また、チャイルズ氏はWindows Netlogonの脆弱性CVE-2026-41089についても「最も影響が大きく、直ちにパッチ適用が必要なバグ」と指摘。ドメインコントローラーが侵害されれば、ドメイン全体が危険にさらされるとしている。

Microsoft Dynamics 365のリスク

Action1の脆弱性研究ディレクター、ジャック・ビセール氏は、Microsoft Dynamics 365の脆弱性CVE-2026-42898について「ユーザーの操作を必要とせず、影響範囲が当初のセキュリティスコープを超える可能性がある」と警告する。この脆弱性により、攻撃者が基本的なアクセス権のみでビジネスアプリケーションサーバーをリモート実行プラットフォームに変えることが可能だという。

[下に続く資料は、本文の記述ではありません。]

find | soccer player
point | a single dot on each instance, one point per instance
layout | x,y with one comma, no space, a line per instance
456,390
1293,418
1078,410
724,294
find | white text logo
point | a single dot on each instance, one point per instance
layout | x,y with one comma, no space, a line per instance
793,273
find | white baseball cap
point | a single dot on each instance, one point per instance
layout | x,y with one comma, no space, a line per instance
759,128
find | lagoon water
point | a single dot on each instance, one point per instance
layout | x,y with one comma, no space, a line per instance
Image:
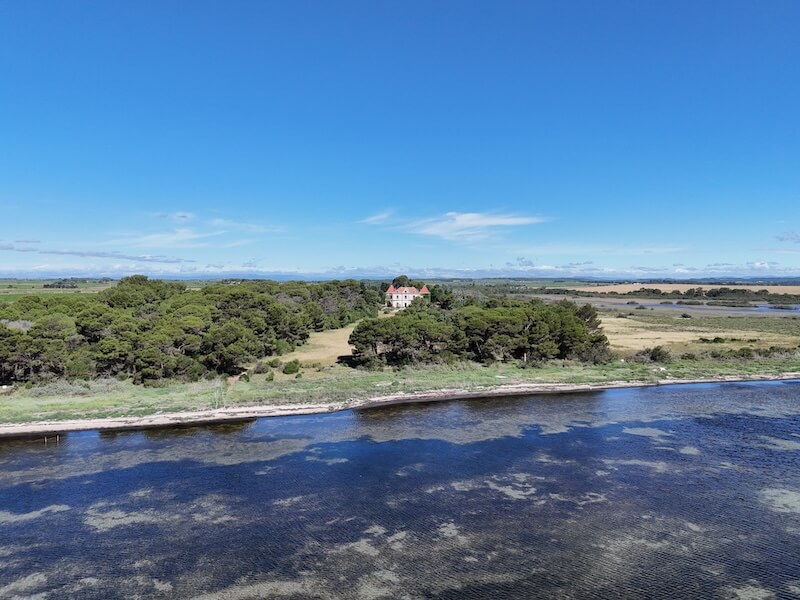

「Dynamics 365のインフラが侵害されれば、顧客記録、業務フロー、財務情報、統合ビジネスシステムが露呈する。CRM環境はアイデンティティサービスやデータベース、企業アプリケーションと接続しているため、悪用されれば組織全体のセキュリティ侵害や業務停止につながる可能性がある」
— ジャック・ビセール(Action1)

AIによる脆弱性発見の増加

今回の高い脆弱性件数は、AIモデルを活用したコード解析の普及と関連があると専門家は指摘する。トレンドマイクロのチャイルズ氏は「すべてのバグがAIで見つかったわけではないが、AIが関与していた可能性は高い。少なくとも、AIが提出内容を書いていた可能性がある」と述べている。

今後の対応策

マイクロソフトは、今回修正された脆弱性の詳細を「セキュリティレスポンスセンター」で公開している。企業は直ちにパッチを適用し、リスクを最小限に抑えることが求められる。